Öyle ki, Tanrı'nın bütün doluluğuyla dolmanız için, sevgide köklenmiş ve temellenmiş olarak bütün kutsallarla birlikte Mesih'in sevgisinin ne denli geniş ve uzun, yüksek ve derin olduğunu anlamaya, bilgiyi çok aşan bu sevgiyi kavramaya gücünüz yetsin.
Efesliler 3:18-19
Rab’bin planında herkes eşit fırsatlara sahiptir. Rab’bin isteği onun sevgisini anlamamızdır; çünkü bu sevgisi ile biricik oğlunu bizi karanlığın egemenliğinden kurtarması için göndermiştir (Yuhanna 3:16; 1. Petrus 2:9). Amacımız bu eşsiz sevginin genişliğini, uzunluğunu, yüksekliğini ve derinliğini bilmek olmalıdır. Yani daha alacak çok yolumuz var. Bu görevi tamamlama yolunda ağır ya da tembel olmayalım!
Bir şey kesindir ki Rab kimseyi kayırmaz (Elçilerin İşleri 10:34). Onun yüreğinde herkes aynı yerdedir ve aynı fırsatlara sahiptir. Bu yüzden kim olduğumuzu, nelere sahip olduğumuzu ve Rab’bin neleri yapmamızı mümkün kıldığını anlamalıyız (Yuhanna 14:12). Eğer İsa’nın yaşadığı ruhsallıkta yaşamazsak asla onun yaptığı işleri yapamayız.
Pavlus’un duası Rab’bin isteğine aykırı değildi çünkü eğer aykırı olursa isteğinin gerçekleşmeyeceğini biliyordu. Rab’bin oğlunu neden gönderdiğini herkesin tamamen anlaması için Pavlus Rab’be yakarmıştı. Bu dua bugün de edilmelidir! Birçok insan Kurtarıcının ne yapmak için geldiğini ve tam olarak neyi başardığını anlayamıyor. Bunu anlamamış oldukları için de Sözün uygulayıcıları olmak yerine sadece dindarlık taslıyorlar.

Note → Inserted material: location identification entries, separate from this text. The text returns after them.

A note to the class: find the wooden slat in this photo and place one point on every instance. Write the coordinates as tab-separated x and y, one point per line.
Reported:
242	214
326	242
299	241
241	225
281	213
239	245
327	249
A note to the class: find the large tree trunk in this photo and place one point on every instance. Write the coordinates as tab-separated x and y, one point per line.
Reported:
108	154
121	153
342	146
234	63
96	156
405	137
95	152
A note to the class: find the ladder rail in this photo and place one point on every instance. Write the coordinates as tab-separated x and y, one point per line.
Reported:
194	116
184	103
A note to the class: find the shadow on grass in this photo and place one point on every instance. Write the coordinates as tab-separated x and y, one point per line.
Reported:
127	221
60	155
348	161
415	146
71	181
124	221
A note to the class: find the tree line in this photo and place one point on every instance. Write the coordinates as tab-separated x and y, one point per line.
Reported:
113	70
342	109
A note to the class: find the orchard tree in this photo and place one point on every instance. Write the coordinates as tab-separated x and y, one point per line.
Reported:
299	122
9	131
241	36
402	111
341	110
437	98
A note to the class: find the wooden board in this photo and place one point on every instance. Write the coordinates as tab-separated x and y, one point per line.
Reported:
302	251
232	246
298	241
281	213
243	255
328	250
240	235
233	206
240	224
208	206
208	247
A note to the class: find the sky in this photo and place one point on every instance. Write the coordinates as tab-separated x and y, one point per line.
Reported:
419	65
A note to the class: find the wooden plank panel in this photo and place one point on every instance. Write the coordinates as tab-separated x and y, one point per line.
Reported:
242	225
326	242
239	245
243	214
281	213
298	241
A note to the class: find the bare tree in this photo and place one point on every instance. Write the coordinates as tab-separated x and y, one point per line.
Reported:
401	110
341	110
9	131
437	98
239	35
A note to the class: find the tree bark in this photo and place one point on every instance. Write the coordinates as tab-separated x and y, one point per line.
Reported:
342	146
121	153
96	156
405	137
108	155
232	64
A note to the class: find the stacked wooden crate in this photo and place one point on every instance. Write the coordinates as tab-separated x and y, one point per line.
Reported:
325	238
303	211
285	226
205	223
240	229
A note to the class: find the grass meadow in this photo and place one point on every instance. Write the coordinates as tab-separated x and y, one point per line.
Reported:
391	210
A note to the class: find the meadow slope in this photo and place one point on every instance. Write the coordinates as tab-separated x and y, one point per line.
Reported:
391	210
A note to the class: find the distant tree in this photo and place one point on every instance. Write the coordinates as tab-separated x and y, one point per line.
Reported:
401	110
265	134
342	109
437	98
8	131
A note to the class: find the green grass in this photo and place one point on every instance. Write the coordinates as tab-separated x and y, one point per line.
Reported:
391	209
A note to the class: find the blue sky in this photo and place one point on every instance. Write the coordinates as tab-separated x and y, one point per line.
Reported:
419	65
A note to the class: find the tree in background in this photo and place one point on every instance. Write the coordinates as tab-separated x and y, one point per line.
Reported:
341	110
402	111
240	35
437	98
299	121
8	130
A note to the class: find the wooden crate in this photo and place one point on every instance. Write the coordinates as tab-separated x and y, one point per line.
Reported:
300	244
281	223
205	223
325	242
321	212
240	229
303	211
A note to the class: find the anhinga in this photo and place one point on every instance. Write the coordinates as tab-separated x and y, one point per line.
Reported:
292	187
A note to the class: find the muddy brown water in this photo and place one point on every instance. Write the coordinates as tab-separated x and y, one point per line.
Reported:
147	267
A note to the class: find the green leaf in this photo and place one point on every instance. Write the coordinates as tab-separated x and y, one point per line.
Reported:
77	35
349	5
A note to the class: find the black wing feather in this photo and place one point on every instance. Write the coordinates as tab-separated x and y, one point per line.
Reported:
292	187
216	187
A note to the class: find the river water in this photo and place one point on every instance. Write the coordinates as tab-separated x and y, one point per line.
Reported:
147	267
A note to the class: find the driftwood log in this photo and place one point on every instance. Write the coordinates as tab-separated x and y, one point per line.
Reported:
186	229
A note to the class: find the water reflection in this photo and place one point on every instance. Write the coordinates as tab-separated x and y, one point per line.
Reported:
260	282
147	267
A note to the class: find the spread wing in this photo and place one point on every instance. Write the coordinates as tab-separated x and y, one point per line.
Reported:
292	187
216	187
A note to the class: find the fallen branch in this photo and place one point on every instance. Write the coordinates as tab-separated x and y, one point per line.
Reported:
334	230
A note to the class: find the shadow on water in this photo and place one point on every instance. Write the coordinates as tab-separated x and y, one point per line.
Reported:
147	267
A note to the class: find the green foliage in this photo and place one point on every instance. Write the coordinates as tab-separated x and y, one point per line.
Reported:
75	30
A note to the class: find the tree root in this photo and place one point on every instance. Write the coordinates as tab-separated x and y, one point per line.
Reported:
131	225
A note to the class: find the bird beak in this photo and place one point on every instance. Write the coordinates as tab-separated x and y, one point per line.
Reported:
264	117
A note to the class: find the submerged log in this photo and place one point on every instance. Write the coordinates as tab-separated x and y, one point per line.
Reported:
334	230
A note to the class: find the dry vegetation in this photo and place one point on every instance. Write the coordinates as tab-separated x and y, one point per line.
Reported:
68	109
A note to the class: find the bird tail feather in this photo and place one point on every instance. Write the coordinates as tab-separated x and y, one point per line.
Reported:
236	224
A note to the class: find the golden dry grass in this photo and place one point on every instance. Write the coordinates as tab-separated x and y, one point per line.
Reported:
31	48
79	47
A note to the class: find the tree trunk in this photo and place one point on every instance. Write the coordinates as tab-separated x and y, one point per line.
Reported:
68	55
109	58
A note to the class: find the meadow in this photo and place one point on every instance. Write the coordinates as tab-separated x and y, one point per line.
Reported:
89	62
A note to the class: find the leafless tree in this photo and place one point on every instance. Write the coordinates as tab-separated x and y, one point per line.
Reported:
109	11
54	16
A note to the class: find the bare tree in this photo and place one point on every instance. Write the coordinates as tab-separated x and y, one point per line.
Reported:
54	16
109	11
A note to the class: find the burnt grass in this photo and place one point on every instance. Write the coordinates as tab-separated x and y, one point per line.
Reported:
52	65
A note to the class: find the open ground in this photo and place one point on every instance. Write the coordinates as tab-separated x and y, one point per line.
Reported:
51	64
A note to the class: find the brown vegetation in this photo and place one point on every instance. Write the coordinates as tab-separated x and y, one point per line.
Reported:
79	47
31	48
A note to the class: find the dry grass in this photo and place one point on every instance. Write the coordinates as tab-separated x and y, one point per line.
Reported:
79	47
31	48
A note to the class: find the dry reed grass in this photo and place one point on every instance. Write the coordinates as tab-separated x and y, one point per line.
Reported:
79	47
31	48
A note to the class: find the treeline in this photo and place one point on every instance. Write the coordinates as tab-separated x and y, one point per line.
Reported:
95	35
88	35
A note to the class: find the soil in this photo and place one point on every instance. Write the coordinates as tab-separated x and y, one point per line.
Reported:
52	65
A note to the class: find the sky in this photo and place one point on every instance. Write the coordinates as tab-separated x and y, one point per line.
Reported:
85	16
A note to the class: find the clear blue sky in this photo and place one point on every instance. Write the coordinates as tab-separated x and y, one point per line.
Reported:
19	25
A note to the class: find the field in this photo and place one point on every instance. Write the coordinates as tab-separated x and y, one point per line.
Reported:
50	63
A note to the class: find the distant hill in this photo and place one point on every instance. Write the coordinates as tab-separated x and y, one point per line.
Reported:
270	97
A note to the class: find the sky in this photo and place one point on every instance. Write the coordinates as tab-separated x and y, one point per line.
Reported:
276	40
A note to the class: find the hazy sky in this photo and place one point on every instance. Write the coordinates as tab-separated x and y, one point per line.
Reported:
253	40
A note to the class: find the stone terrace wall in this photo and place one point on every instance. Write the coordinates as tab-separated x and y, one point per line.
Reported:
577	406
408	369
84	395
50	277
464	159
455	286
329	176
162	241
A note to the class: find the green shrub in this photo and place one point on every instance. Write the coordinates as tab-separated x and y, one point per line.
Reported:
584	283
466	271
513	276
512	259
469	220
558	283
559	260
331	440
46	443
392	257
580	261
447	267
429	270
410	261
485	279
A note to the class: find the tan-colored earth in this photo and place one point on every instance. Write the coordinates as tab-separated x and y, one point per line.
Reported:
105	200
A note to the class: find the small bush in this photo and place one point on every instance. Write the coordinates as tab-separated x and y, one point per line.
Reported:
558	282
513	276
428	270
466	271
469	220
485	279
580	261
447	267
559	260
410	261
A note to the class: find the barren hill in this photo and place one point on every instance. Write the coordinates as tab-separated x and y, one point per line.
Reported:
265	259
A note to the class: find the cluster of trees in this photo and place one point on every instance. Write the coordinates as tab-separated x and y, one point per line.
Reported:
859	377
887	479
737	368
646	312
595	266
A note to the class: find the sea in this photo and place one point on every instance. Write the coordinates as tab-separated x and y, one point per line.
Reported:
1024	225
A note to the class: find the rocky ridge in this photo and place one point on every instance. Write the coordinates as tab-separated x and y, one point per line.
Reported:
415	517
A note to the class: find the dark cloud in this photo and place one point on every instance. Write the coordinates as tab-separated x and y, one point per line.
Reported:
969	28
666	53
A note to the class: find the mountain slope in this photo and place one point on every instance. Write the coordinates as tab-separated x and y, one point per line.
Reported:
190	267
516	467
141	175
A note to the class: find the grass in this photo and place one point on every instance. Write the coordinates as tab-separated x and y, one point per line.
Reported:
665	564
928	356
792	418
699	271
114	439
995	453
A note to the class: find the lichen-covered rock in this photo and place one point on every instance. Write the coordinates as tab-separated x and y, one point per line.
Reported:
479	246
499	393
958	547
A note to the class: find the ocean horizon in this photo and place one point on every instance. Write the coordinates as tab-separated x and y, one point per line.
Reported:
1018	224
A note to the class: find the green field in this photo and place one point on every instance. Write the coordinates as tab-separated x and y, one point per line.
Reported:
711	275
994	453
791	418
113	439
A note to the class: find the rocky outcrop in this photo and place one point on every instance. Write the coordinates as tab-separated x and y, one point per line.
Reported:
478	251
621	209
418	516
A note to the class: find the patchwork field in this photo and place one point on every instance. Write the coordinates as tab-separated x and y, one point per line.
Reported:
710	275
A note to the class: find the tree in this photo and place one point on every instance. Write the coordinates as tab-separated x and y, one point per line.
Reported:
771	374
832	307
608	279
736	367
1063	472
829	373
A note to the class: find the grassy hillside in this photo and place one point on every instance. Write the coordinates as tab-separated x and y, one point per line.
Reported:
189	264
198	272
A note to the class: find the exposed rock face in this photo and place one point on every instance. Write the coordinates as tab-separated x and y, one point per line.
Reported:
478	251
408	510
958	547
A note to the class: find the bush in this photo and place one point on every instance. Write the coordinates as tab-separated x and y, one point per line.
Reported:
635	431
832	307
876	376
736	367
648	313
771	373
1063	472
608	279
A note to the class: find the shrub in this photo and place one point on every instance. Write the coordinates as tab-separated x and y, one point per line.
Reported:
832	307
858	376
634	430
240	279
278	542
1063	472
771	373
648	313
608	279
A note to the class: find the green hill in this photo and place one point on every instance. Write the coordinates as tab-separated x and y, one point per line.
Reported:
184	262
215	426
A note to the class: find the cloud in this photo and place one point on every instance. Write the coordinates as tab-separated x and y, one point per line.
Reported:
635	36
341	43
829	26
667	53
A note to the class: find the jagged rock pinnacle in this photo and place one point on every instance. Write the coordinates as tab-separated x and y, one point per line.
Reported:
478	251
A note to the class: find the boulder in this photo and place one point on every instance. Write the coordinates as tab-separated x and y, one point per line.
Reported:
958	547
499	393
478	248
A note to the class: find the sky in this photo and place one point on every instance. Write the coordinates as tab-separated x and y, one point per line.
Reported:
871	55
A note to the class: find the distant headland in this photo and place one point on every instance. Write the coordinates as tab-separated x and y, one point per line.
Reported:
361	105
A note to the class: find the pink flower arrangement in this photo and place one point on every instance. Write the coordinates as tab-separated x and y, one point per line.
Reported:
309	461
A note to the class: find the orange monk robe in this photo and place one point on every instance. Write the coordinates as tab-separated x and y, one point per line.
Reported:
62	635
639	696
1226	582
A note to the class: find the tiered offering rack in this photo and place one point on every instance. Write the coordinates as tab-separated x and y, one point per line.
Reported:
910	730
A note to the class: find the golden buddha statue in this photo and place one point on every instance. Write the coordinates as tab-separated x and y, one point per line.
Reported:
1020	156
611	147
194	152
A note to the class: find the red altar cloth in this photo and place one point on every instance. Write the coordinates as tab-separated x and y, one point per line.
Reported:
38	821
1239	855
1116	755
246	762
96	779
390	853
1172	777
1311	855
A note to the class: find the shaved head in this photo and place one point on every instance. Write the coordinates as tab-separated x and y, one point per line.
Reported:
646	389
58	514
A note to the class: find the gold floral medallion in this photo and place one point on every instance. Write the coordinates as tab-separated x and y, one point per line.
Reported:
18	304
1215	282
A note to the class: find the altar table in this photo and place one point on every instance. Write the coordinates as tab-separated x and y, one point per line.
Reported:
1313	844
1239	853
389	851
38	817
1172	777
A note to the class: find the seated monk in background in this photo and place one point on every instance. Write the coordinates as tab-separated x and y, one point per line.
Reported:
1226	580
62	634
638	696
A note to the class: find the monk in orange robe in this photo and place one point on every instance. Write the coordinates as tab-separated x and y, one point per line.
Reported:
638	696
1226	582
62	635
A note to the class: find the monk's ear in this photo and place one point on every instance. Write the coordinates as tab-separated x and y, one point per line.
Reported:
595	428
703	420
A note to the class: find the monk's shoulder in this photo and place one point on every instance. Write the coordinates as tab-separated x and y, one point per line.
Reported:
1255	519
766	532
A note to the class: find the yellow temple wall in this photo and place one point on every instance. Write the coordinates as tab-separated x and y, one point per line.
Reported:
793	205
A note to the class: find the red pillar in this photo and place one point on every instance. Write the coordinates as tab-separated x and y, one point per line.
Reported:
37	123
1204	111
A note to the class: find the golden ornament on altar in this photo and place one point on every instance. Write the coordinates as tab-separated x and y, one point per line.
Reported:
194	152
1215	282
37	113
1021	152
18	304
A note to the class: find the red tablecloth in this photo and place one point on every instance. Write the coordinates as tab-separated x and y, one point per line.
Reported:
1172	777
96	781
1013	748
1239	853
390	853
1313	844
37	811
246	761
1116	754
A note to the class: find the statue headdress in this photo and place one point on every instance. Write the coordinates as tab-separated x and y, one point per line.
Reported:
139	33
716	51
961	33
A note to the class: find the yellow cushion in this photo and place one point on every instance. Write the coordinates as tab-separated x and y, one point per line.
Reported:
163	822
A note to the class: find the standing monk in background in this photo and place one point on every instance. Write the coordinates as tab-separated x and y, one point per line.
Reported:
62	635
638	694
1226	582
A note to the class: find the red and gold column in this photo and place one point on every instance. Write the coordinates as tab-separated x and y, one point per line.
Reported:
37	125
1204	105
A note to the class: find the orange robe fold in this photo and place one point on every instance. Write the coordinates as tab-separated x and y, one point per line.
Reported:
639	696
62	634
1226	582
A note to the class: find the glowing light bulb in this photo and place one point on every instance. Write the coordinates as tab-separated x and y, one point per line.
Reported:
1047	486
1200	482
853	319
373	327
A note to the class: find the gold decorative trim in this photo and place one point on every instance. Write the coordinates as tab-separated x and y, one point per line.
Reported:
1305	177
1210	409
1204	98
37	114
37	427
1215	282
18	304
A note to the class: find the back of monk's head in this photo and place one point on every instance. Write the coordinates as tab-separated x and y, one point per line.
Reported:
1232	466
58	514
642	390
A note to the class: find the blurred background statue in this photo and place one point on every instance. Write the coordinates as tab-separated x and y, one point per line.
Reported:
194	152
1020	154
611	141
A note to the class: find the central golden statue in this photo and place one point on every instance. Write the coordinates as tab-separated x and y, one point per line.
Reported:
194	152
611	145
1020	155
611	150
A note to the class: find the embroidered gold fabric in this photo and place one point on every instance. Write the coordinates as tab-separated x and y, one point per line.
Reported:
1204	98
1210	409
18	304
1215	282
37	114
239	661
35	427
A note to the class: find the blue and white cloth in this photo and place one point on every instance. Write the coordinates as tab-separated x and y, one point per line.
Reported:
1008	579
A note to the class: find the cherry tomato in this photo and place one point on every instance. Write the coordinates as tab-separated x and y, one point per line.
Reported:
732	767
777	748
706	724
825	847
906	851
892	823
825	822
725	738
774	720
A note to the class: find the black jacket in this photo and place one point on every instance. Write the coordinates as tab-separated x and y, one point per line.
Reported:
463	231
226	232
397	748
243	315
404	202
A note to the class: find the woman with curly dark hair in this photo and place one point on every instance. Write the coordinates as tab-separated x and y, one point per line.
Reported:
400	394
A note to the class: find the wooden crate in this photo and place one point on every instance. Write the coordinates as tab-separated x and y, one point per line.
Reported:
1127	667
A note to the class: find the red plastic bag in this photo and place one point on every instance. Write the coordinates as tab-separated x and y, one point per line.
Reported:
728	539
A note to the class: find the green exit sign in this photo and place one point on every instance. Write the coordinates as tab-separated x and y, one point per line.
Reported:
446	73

Rab’bin büyük sevgisinin ışığına kavuşmak için bunu amacınız haline getirmelisiniz. Bu şekilde dua ederken ve Söz üzerinde derin düşünürken gözlerinizin Kutsal Kitapta yakaladığı yerlerin ya da Rab’bin Sözü vaaz edilirken size açıklananların farkında olun; size öğretilenlere dikkatinizi verin. Böylece Tanrısal sevgi hakkındaki bilginiz artacak ve zenginleşecektir.
Baba’nın bize öğrettikleri sınırsızdır. Ondan ne kadar öğrenirsek, öğrenmemiz için bir o kadarını daha bizim için hazırlar. Bu yüzden Rab’bin bilgisini aramalıyız (Koloseliler 1:10). Asla tükenmeyecek sevgisinin genişliğini, uzunluğunu, yüksekliğini ve derinliğini keşfetmeliyiz. Yeşu gibi yapması gereken her şeyi yaptıktan sonra, yolculuğumuzun sonunda bile hala öğrenecek çok şeyimiz olacaktır.
Bu işin sırrı ağır ya da tembel olmamaktır. Yoksulluk bir hırsız gibi onlara yaklaşırken kollarını kavuşturup oturan ya da uyuyanlar gibi olmamalıyız (Süleyman’ın Özdeyişleri 6:10-11). Yağlarını hazırlayıp damat ile düğüne giden beş bakire gibi uyanık kalmalıyız (Matta 25:1-13). İsa gelecektir ve geldiğinde bizi ayık, uyanık bulmalıdır!